Senator John McCain of Arizona was a champion of the effort to pass immigration reform in 2007 and his work on the issue widened a rift between him and the conservative base of the Republican Party. Even as the GOP’s nominee for president, McCain struggled to mobilize volunteers. Now, he’s facing a tough primary race as he seeks re-election to the Senate this November. The challenger, former congressman and talk radio host J.D. Hayworth, is known as a fierce anti-immigration advocate and has made McCain’s support for comprehensive reform a major issue in the campaign. The strategy has worked, and Hayworth is within just a few points of McCain in the polls. I don’t think it’s too cynical to say that those numbers played a big part in McCain’s support for Arizona’s shockingly strict new law. That’s right: The man who once championed a holistic approach to border enforcement and a pathway to citizenship with the late Sen. Ted Kennedy now supports a law so extreme that even former Congressman and Presidential candidate Tom Tancredo, a man who has proudly taken on the role of most over-the-top and reactionary opponent of immigration in America thinks it goes too far.

When the guy who is to immigration reform what Strom Thurmond was to desegregation thinks strict anti-immigration law is too strict, you know it’s freaking way too strict!

The Arizona law has catapulted immigration back into the national conversation, especially as Democrats in Congress consider ways to revive the comprehensive reform effort that fell apart three years ago. But since the 2007 effort fell apart at the national level, Republicans politicians at the state level have found it an easy issue with which to engage conservative activists.

In Louisiana, which does not have a particularly significant illegal immigrant population, the last few legislative sessions have seen numerous efforts by Republican lawmakers to make life more difficult for people who fit the traditional stereotype of an illegal immigrant – having brown skin. Huck Upchuck has advocated against many of them. For instance, in 2008, there was a multi-pronged effort to require officers to demand citizenship papers from everyone they pull over, criminalize the transportation of illegal immigrants, and force landlords to obtain citizenship papers from renters.

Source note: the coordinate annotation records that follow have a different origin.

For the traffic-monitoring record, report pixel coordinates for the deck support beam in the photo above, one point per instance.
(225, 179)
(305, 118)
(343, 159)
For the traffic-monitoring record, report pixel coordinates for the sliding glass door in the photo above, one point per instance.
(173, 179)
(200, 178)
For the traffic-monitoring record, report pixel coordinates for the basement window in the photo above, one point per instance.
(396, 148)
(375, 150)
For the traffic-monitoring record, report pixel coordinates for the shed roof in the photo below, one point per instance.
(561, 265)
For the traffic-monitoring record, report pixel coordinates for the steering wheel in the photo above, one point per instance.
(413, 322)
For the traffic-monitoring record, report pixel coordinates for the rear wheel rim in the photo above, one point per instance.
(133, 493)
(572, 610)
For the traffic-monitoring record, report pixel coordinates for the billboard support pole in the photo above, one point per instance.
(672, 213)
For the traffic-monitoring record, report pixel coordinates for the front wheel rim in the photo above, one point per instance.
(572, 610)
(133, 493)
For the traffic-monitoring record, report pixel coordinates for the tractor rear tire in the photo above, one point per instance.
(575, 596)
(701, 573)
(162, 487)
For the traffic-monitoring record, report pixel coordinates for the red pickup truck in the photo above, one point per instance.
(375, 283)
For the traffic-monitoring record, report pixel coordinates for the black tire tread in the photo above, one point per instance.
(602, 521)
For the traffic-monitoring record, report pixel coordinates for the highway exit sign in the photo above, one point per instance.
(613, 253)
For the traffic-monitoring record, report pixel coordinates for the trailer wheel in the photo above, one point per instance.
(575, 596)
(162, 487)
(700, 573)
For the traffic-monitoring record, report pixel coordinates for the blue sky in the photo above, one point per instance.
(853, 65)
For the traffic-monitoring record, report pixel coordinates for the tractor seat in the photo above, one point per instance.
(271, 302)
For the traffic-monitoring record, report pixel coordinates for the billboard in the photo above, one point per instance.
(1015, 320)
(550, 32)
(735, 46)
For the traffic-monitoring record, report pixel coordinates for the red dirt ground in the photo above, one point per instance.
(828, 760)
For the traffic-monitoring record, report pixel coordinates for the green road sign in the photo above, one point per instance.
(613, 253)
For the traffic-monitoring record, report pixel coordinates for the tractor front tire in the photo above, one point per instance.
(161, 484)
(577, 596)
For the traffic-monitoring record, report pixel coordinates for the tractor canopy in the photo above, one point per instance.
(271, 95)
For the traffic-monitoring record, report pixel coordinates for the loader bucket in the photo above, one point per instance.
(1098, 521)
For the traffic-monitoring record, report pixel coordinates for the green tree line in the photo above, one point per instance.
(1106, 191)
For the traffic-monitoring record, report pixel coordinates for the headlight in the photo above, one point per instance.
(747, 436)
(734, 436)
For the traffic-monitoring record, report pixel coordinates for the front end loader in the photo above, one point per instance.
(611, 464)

This year, House Bill 1205, proposed by Rep. Jim Harrison, R-Gray, expands upon the failed efforts of 2008 criminalizing the assistance of illegal immigrants with transportation or housing. Puentes, which is working to integrate Latinos into New Orleans civic life, has called the bill a “grave danger to citizens:”

Since the vast majority of immigrant families include both documented and undocumented persons, these provisions criminalize normal familiar behaviors such as a lawful permanent resident taking an undocumented sibling to the doctor. A U.S. citizen mother driving a school carpool carrying another family’s undocumented child would also become illegal under HB 1205, provided that the mother acted “in reckless disregard” of that child’s immigration status. No definition of “reckless disregard” is offered in the bill. HB1205 criminalizes landlords, public transportation operators, and good Samaritans too. Louisiana already has the highest incarceration rate in the nation; increasing our prison population for such actions is neither humane nor financially sound.

The bill also promises to prohibit parish and municipal governments from establishing their own standards for enforcement of immigration laws. That would directly threaten the policy in New Orleans, which specifically instructs officers not to inquire about immigration status so that all residents – regardless of paperwork – can obtain basic police services to deal with things like violent crime and wage theft without fear of deportation.

As the immigration issue enflames the national debate, beware local politicians who try to cynically capitalize on people’s passions with bills like this. This bill, like Arizona’s, won’t stand up to constitutional challenges. It is proposed, not to deal with a major problem that Louisiana faces, but to fan the flames of resentment for short-term political gain.